Corporatisation, ‘game changing’ interventions highlighted


Pharmintercom leaders in front of Harbour Bridge

Pharmacy is becoming corporatised across Australia and similar countries, warns Guild national president George Tambassis

Mr Tambassis wrote in this week’s edition of Forefront that there are “a number of common trends” across the pharmacy sectors in Australia, the UK, Ireland, New Zealand, the US, Canada and South Africa.

This followed Pharmintercom, the meeting of pharmacy leaders from these countries, held this year in Sydney.

“There is growing evidence of corporatisation of pharmacy with increased vertical integration in the supply chain and independent pharmacies needing to differentiate themselves from the ‘cheap, accurate and fast’ corporate pharmacies,” Mr Tambassis writes.

“There is a trend towards capitation and patient outcome based funding models, with the latter likely to become more prevalent in the future along with increasing demands from funders for demonstrated evidence of cost-effective patient outcomes.

“Traditional roles of doctors are being opened up as evidence mounts that personalised medicines care by community pharmacists utilising the full scope of their professional skills increases adherence, reduces costs across the broader health system (particularly hospital stays) and delivers better health outcomes for patients.

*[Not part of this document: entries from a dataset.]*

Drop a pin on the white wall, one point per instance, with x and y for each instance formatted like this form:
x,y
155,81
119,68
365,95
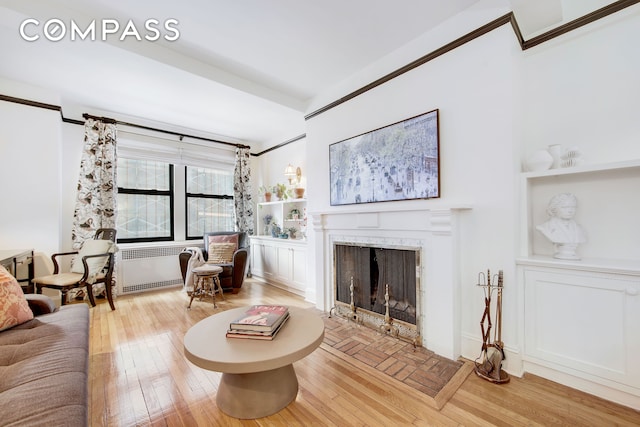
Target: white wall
x,y
31,157
472,88
498,104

“Further, community pharmacies are increasingly seen as a preferred health destination for the treatment of minor ailments and general ill-health, as well as for preventative health, including immunisation, screening, smoking cessation and managing lifestyle related health risks.”

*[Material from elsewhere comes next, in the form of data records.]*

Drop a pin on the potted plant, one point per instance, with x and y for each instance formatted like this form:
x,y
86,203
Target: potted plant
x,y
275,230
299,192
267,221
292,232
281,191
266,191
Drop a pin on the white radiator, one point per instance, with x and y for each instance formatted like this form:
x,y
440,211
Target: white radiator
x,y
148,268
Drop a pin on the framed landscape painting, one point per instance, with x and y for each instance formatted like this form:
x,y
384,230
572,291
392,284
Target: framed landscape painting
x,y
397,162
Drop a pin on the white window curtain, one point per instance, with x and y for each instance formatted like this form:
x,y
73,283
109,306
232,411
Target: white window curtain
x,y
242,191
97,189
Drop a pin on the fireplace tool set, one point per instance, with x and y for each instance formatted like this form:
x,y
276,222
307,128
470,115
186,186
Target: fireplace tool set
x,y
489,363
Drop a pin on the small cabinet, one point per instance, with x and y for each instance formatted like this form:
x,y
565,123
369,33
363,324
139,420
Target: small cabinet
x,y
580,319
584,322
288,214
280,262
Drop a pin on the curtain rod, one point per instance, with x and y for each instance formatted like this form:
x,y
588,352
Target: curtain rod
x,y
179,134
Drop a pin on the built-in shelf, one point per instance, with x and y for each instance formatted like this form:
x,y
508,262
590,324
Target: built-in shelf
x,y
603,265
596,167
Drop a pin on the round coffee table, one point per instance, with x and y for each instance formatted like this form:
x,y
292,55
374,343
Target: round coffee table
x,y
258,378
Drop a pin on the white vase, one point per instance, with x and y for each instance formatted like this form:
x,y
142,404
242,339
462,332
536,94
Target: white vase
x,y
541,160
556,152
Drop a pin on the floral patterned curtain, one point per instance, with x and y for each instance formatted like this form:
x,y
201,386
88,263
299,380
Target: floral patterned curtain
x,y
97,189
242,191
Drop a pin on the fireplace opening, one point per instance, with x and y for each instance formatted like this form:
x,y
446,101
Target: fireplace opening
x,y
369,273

Mr Tambassis singled out the Canadian province of Alberta as the “stand out community pharmacy performer,” due to the ability of pharmacists in the province to take full responsibility for the medication management and support of patients with chronic health conditions. They can also treat readily diagnosable minor ailments.

“The independent evaluation of the ‘full scope pharmacist intervention’ by Alberta community pharmacists with patients with hypertension is a game-changer,” he says.

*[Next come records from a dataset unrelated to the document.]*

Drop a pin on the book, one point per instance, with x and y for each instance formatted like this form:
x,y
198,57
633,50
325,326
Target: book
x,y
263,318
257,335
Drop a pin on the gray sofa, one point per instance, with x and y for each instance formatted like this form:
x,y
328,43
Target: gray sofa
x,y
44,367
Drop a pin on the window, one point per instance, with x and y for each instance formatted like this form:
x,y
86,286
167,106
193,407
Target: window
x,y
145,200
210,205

“This study clearly demonstrates that pharmacists who practice at the top of their skill set in the community pharmacy setting are able to significantly reduce patients’ systolic blood pressure and risk of adverse cardiac events compared with patients undergoing normal care or a partial scope pharmacist intervention.

“The study concluded that full scope community pharmacist intervention for patients with hypertension would produce nearly a million saved life years and cost savings of $15.7 billion over 30 years in Alberta from reduced cardiac related events compared with normal care.

“This is the sort of evidence that neither health policy makers nor economic agencies can afford to ignore.

“With hospital and MBS costs ballooning, a targeted and evidence-based investment to enable pharmacists in community pharmacy to practice at the top of their profession in the full medicine management of patients with hypertension is a no-brainer.”

Mr Tambassis also praised pharmacy owners Swarup Afsar (777 Nollamarra, WA) and Elise Apolloni (Capital Chemist Wanniassa, ACT) who presented at the meeting.

“It is clear that pharmacies like Swarup’s and Elise’s are world-leading and exhibit many of the characteristics that will define successful community pharmacies in the future,” he said.

These characteristics include:

  • a strong focus on personalised medication support for patients with chronic health conditions;
  • pharmacists who continue to enhance their professional skills so they can treat patients with a wide range of health conditions;
  • a patient focused model of care where the pharmacy works collaboratively with other health professionals as part of a local health team; and
  • pharmacies becoming health and wellbeing hubs building on their core foundations of trust, professionalism, access and convenience.